There was a new addition to the art featured outside Revolution Hall Saturday afternoon: a floral mosaic. It was arranged on the steps of the hall so that everyone walking in to the space was greeted by it.
“We love people doing art stuff here,” said Linnease Boland-Godbey.
On Saturday, protesters marched from the hall to the Cleveland Community Field in Southeast Portland. Previous destinations for marches have included downtown Portland, Irving Park, and the Alberta Arts District.
“It just showcases that we are willing to march anywhere,” said Boland-Godbey.
Although the protesters participating in the nightly marches still number in the hundreds, this weekend’s crowd was slightly smaller compared to last weekend. But this doesn’t matter to organizers.
“It doesn’t matter if there are 50 of us here or 10,000—we’re here to make a difference.”
Organizers said they are working to involve new supporters by marching to new locations daily.
“That’s why it draws people in because we aren’t going the same route—we are going into different neighborhoods,” said Boland-Godbey.
“I think it’s really important that we show support for the Black community, our Black peers, our brothers, our sisters, our non-binary loves, and let them know we are here for them,” said Regie Abriel who was marching on Saturday.
A protester’s encounter with police
Jonathan Langvin was hit with a less-lethal round during a protest outside the Justice Center 11 days ago.
“Hit me directly in the thigh from roughly two-three feet away,” recounted Langvin. “They’re in full riot gear and I’m literally wearing this.”

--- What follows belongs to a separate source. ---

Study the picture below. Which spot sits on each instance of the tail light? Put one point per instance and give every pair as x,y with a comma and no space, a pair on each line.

He stood in shorts and a t-shirt outside of Revolution Hall Saturday evening. On his thigh, he wrote in marker “PPB shot me” and the number of days it has been since he first got the injury. He said he reported the incident to the police but has not heard back.
Langvin speculated that police have changed their tactics over the past two weeks when it comes to dealing with protesters.

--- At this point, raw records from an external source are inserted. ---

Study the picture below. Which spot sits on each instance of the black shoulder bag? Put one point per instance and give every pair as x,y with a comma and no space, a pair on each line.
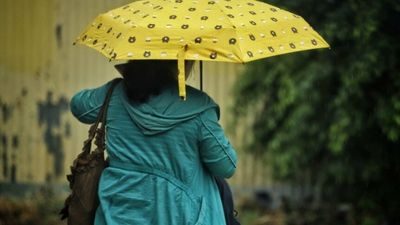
80,206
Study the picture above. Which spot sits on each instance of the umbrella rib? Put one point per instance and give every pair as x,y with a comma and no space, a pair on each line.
235,30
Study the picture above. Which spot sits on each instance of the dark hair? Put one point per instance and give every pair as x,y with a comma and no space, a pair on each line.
144,78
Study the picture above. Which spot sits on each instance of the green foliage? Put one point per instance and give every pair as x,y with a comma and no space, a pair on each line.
334,114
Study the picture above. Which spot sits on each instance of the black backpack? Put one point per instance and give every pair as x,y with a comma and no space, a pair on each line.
227,201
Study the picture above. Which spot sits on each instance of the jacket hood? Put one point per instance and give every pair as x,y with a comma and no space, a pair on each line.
165,111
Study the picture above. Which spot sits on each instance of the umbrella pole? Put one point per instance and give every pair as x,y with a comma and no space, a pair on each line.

“The day after I approached the leaders of these peaceful marches and asked them what I could do, I kind of showed them my leg—and it was really bad then—and they told me to show as many people as I can what’s happening.”

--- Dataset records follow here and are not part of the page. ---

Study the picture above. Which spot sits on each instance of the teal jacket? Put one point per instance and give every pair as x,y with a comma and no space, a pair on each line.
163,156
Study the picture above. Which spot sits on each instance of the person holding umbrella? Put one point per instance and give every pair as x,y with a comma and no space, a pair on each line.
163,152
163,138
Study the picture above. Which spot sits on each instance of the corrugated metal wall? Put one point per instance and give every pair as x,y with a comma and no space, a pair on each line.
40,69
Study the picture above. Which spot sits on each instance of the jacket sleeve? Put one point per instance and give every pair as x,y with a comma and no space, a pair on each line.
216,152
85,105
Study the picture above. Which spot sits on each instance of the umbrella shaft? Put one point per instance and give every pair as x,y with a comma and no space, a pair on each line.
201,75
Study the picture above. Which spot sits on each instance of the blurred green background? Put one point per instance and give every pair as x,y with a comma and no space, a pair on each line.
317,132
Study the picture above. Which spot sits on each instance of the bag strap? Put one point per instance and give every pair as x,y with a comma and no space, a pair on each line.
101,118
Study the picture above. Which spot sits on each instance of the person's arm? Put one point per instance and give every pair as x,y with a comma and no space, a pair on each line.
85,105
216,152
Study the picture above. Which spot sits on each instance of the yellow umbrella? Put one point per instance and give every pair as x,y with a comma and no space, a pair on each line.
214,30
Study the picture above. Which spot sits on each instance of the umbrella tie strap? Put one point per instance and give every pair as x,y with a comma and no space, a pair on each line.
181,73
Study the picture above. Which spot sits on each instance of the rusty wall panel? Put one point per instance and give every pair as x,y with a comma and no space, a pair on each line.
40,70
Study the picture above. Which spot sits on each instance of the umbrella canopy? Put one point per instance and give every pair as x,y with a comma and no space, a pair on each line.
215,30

‘Hear us’: Lents BLM protest features youth speakers
People gathered for a Black Lives Matter protest in Portland’s Lents neighborhood Saturday afternoon. Speakers were invited to share their stories before the march started.
The demonstration was organized as a safe space to amplify the voices of younger Black, Indigenous, and people of color, as well as Black and brown LGBTQ voices. Students said that those in the Black and brown community have been speaking out about this for so long that this is nothing new. They said that people are only starting to pay attention to it now because protests are underway, and they plan to keep speaking out as they have in the past.
“The government we need to get the message to, those upper-class people who are really making the calls in this country, they need to really hear us, so however long that takes for them to get the message, then we have to keep doing it,” said Quincy Boyd who spoke at the protest.
Protesters at the Lents rally said that hopefully, they won’t have to keep doing this for years into the future.
“Did you guys listen? Did you guys use your ears? Because we have been talking and using our voice and speaking out about this. And you are just realizing now because everyone is protesting?” said Paris Prevost, another student speaker.
Students said that they shouldn’t have to keep doing these protests, that the disparity and inequality should stop already, but they think that the public will likely need to keep pushing the message.
“I would definitely like to have more teachers because our African drum teacher is the only Black teacher at that school and the Black kids, we really need him because we are at an all-white school with an all-white program and it needs to happen—diversity needs to happen,” said Daleah Boelter, who also spoke at the protest.